On the Wikipedia page for AVL trees, the time/space complexity for common operations is stated both for average case (in Big Theta) and worst case (in Big O) scenarios. I understand both Big O and Big Theta in general but am having trouble understanding why they are used in such a way here. A source is linked but it does not seem to make any reference to Big Theta, only Big O.
For example, why is the space complexity for the tree $\Theta(n)$ in the average case but $\mathrm{O}(n)$ in the worst case? My thought process is that since you always have to store all $n$ nodes in the tree, the space complexity is both $\Omega(n)$ and $\mathrm{O}(n)$, hence it should be $\Theta(n)$ in all cases. I don't see how there can be a "worst case" in terms of space when you're always storing the same amount of data.

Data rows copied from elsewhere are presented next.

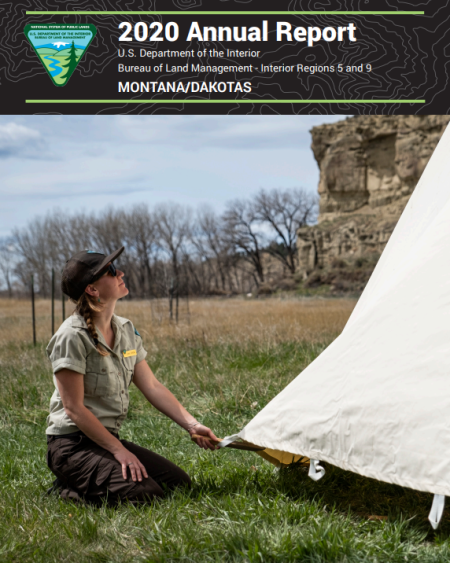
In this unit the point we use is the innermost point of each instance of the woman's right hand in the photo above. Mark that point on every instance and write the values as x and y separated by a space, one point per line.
129 460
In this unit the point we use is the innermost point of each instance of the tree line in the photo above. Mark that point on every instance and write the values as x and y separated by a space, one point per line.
170 249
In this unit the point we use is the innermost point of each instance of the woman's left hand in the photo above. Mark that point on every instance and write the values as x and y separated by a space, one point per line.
204 443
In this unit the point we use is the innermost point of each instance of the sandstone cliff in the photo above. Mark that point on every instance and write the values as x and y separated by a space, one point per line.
369 166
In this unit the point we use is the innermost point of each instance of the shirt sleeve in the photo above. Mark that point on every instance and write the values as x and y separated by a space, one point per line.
67 351
141 353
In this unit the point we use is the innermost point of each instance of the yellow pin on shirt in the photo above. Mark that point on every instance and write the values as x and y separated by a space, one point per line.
128 353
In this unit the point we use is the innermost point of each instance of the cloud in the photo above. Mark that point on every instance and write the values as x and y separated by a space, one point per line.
19 141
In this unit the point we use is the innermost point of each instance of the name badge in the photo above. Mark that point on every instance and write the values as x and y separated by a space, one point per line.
128 353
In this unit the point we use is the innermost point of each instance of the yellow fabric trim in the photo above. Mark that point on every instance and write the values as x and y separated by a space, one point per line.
128 353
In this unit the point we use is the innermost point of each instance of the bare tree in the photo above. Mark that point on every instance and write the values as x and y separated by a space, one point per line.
140 239
173 224
284 212
242 234
7 263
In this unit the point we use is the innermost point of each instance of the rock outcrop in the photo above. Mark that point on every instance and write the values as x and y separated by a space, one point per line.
369 166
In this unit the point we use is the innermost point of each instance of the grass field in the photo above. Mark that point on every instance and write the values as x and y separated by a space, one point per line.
224 360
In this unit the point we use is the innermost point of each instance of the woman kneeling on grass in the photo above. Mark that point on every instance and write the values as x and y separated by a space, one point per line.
95 356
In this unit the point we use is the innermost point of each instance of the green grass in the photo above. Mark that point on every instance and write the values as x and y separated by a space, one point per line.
239 508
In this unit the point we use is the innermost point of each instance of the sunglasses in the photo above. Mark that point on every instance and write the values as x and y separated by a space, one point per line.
110 270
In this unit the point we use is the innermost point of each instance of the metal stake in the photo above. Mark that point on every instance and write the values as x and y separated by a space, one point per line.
53 301
32 310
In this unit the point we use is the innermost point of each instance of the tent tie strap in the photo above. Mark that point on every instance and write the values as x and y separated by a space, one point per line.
437 508
228 440
316 471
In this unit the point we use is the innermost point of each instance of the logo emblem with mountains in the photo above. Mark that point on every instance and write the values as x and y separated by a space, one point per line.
60 47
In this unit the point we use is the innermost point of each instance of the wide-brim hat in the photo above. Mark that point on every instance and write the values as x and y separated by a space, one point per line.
84 268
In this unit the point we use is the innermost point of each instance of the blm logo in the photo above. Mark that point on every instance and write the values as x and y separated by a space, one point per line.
60 47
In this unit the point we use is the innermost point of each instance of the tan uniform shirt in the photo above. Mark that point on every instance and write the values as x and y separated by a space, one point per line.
106 378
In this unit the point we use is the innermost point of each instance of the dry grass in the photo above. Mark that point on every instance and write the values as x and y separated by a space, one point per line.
262 321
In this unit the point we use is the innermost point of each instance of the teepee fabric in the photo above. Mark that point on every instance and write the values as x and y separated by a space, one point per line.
377 400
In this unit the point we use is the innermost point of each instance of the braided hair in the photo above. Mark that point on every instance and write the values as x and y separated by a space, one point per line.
85 307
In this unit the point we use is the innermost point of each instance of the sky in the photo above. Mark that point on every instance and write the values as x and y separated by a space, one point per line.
76 163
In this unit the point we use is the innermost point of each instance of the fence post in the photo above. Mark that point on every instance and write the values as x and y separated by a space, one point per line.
171 300
32 310
53 301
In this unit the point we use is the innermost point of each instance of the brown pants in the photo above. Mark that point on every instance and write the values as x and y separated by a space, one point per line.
87 471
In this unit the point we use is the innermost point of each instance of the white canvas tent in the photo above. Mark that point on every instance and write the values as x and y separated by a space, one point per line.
377 400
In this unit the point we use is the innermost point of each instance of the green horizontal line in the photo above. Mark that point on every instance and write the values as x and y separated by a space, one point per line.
223 13
225 101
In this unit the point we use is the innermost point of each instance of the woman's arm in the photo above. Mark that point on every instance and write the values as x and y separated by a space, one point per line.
71 388
161 398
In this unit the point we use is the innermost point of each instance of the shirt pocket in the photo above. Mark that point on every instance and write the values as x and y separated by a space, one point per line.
128 368
101 378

Similarly, for searching, why is the time complexity $\Theta(\log n)$ for the average case but $\mathrm{O}(\log n)$ in the worst case? To me this seems to imply you need to check at least some multiple of $\log n$ nodes in the average case, but not in the worst case? If the worst case is not bounded below by some multiple of $\log n$ (so could be lower in some cases), is this not a better scenario than what is given for the average case? Should it not be the other way round? It's a similar situation for insertion.
I'm not sure what I'm misunderstanding about the operation of AVL trees, average vs. worst cases, or perhaps asymptotic notation in general, that's causing this misunderstanding. Is it just always convention to state worst case in terms of Big O?